On the other side is Hornibrook, who appeared in serious jeopardy of knocking himself out of contention for the job midway through spring. In one practice alone he threw five interceptions. But he closed nicely and is definitely going to give Houston a run for the starting gig against LSU.

Starting prediction: Bart Houston

I’ll go with Houston simply because of the experience, but it won’t be shocking to see Hornibrook win it. The coaching staff loves the mental aspect of his game, as well as an already well-developed ability to throw with anticipation.

Running backs

Wisconsin’s running game was not its usual self a year ago. The 150.3 yards per game they averaged on the ground was the fewest for a season since 1995. Some of that had to do with the revolving door of lineups along the offensive line, but not all the blame can go there.

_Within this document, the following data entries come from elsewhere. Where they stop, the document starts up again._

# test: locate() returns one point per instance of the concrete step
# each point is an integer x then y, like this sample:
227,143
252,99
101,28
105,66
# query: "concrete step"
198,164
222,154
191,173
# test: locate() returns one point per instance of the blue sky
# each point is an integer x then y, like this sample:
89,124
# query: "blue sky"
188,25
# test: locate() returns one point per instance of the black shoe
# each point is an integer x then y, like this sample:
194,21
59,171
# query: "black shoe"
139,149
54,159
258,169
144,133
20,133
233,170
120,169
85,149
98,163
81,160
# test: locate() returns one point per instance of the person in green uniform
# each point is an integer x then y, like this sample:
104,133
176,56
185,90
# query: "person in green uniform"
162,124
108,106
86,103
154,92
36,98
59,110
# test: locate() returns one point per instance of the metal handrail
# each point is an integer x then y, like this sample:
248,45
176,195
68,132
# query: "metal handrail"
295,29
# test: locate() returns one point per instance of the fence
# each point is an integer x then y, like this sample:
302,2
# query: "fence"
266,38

Not having Corey Clement for nine games (eight with injury, one for an off the field incident) was a major factor. But he’s back now, fully healthy and weighing a robust 227 pounds. And unlike a year ago, when he was talking about rushing for 2,000 yards and heading to the NFL draft, Clement appears focused solely on the team.

If Clement stays healthy, the 1-2 punch of him and senior Dare Ogunbowale could make for an offense that is much more dynamic. A former walk-on defensive back, Ogunbowale ran for a team 819 yards and seven touchdowns a year ago, but was also a factor in the passing game catching 36 passes. Expect his role in that capacity to be expanded.

Redshirt sophomore Taiwan Deal was solid in his first of action, even though injuries cost him time midway through the season just as he was looking to become the lead back. Still, Wisconsin likes their top three players at the position.

Meanwhile, at fullback there will be three guys – junior Austin Ramesh, sophomore Alec Ingold and senior Leon Jacobs — vying to replace Derek Watt, who is now blocking for Melvin Gordon with the San Diego Chargers.

Starting prediction:
TB – Corey Clement
FB – Alec Ingold

Clement and Ogunbowale will see a lot of time on the field, and don’t be surprised if they are on the field at the same time. Wisconsin didn’t use the fly-sweep very much a year ago, but it could make a big comeback this season.

Ramesh is probably the best blocker of the three fullbacks, but it wouldn’t be a shock to see the position get the ball more this year. If that’s the case, then it’s advantage Ingold, who had 131 yards and six touchdowns as the short-yardage back last season.

Wide receivers

Before going down with an injury against Illinois, Robert Wheelwright was becoming the No. 2 target Wisconsin needed. He had 25 catches and three touchdowns through seven games. But he missed the rest of the regular season with a leg injury, leading Alex Erickson to end up with more catches (77) than the rest of the group combined. But Erickson is gone now, and it’s time for Wheelwright to live up to the promise he’s shown since stepping on campus.

Helping him do that will be Jazz Peavy. The redshirt junior was really good at times last year, including grabbing what should have been the game-winning touchdown against Northwestern. Now, with a full offseason void of injury, the Kenosha product will play a big role this fall.

Behind those two are where the biggest questions remain. Can senior Reggie Love put it together in his last go-around? Will a visibly stronger and bigger George Rushing build off a strong spring game and give the Badgers a deep threat? Can wide receivers coach Ted Gilmore get sophomore Krenwick Sanders to play up to his ability?

If Wisconsin doesn’t get the answers they want on those questions, they could turn to the three true freshmen – Quintez Cephus, A.J. Taylor and Kendric Pryor — that arrived this summer. Gilmore has said he’s not afraid to play first-year guys if they’re ready.

Starting prediction: Rob Wheelwright, Jazz Peavy

The battle for the starting spots really isn’t a battle. If both guys are healthy – and that is a big if – they’ll be UW’s top two targets on the outside.

As for the third wide receiver spot, I think it goes to Rushing. He’s got the ability to get behind a defense, and it appeared things started to click for him at the end of spring, including grabbing a pair of touchdowns in the spring game.

After that, it’s easy to envision Love, Sanders, sophomore Ricky Finco, redshirt freshman Henry Houden and potentially Taylor battling for the rest of the reps.